From Classic Encyclopedia 1911
STAPLE, a word which has had a curious and interesting development of meaning. The O. Eng. stapul meant a prop or support, and is to be referred to the root seen in step, stamp, &c.; the meaning is also seen in the cognate Du. stapel, stocks, pile, Ger. Staffel, step of a ladder, &c. The application, in current usage, of the word to a loop of wire or metal with two sharpened points used to fix a pin or bolt, or to fasten wire, &c., to wood, preserves the original sense. A special development in Low German of stapel gave the meaning of an orderly arranged heap of goods or stores, hence a store-house in which goods were arranged in a settled order, the idea of firmness or stability being that which runs through the changes of meaning to which the word has been subjected. This Low German word and sense was adapted in Old French as estaple, mod. Nape, and applied to an established market or town, particularly to one which was the centre of the trade in some specific commodity. Thence the word has in modern usage been transferred to a. principal or chief commodity or article of consumption.

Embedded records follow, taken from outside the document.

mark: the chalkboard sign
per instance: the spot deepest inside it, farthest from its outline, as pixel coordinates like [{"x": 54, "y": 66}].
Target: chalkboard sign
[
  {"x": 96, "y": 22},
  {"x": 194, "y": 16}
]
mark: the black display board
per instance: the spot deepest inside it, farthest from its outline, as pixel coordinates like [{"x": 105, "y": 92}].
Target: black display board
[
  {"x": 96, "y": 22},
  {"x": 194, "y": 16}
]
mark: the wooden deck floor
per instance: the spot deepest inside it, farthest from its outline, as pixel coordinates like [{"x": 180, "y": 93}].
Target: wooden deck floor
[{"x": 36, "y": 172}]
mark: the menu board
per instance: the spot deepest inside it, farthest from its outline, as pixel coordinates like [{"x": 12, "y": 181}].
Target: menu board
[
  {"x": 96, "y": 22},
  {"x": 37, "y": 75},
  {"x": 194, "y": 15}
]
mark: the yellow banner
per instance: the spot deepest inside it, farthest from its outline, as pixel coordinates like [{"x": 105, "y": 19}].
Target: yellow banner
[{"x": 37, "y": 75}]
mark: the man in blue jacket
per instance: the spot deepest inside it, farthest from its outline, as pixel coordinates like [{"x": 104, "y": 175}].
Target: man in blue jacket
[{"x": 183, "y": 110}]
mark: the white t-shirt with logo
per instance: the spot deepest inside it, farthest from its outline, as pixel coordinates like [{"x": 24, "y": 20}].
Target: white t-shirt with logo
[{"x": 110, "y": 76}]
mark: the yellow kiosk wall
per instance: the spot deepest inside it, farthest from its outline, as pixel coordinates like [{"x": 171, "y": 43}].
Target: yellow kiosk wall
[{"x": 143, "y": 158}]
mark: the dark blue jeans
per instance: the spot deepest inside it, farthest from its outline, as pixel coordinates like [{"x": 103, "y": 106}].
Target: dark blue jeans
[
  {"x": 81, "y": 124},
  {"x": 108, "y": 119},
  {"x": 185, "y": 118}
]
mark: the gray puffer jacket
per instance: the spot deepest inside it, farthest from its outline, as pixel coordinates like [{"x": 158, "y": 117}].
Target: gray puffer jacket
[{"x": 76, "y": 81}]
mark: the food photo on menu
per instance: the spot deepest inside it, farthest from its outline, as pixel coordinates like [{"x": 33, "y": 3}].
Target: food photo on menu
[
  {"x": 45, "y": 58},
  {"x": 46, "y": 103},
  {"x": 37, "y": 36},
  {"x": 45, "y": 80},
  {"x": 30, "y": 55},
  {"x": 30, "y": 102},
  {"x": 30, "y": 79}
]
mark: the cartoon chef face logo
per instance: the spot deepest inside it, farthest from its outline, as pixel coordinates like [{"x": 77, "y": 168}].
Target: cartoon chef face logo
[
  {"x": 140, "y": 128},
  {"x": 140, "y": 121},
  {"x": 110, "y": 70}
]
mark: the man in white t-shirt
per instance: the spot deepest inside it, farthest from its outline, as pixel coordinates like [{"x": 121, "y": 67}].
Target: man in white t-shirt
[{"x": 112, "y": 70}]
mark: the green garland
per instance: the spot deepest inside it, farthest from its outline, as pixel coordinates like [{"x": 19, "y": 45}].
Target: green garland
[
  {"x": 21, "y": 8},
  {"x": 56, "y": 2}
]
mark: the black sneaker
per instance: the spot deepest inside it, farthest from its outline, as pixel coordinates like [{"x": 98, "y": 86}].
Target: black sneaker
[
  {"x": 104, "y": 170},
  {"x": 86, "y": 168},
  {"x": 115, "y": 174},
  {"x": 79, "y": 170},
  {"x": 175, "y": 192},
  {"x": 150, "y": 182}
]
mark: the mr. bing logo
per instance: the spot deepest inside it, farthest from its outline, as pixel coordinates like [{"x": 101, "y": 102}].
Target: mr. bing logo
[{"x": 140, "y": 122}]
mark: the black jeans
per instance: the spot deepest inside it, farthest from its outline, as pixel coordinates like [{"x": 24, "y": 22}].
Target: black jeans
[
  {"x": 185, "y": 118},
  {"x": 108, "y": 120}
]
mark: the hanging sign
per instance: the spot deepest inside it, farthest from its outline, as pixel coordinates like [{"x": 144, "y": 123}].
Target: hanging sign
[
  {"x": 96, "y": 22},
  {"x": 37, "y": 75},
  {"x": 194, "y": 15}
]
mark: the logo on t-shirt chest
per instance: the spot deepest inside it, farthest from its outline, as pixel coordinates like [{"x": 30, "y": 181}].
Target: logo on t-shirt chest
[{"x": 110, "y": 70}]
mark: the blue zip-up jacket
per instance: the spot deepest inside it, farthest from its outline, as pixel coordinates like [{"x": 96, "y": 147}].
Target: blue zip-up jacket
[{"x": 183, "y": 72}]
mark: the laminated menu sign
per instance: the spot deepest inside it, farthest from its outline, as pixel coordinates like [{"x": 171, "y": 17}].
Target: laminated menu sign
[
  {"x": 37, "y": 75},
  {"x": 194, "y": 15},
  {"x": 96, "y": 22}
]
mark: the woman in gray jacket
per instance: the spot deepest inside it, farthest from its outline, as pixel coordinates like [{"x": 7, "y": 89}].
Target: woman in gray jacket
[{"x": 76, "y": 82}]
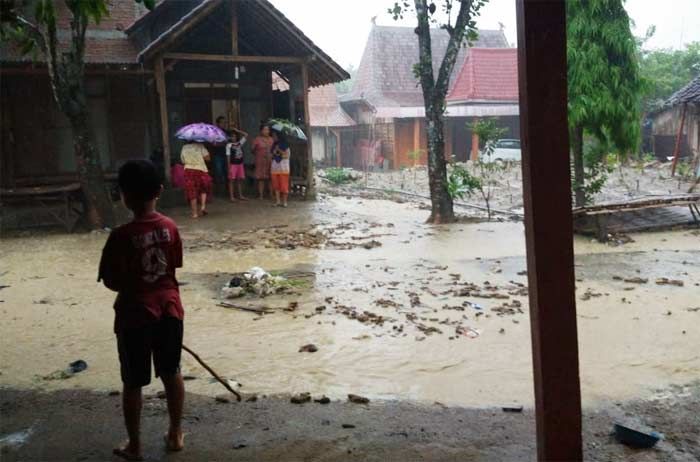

In English economic history the term "staple" was applied to those towns which were appointed by the king as the centres for the trade of the company of the merchants of the staple. These merchants had a monopoly in the purchase and export of the staple commodities of England, viz. wool, woolfels, leather, tin and lead. The merchants of the staple were the origin of all English trading companies. The trade of the staple towns was under the management of a mayor and constables, sometimes appointed by the merchants themselves, sometimes by the mayor of the town and sometimes by the king himself. W. Stubbs (Const. Hist. vol. ii.) dates the growth of the system from the reign of Edward I. The monopolies of the staple were from time to time abolished and restored, but they were consolidated by a statute of 1353, the number and place of the staples being fixed, the custom declared, and the rights and privileges of the merchants confirmed. (See C. Gross, Gild Merchants; W. Cunningham, Growth of English Industry and Commerce.)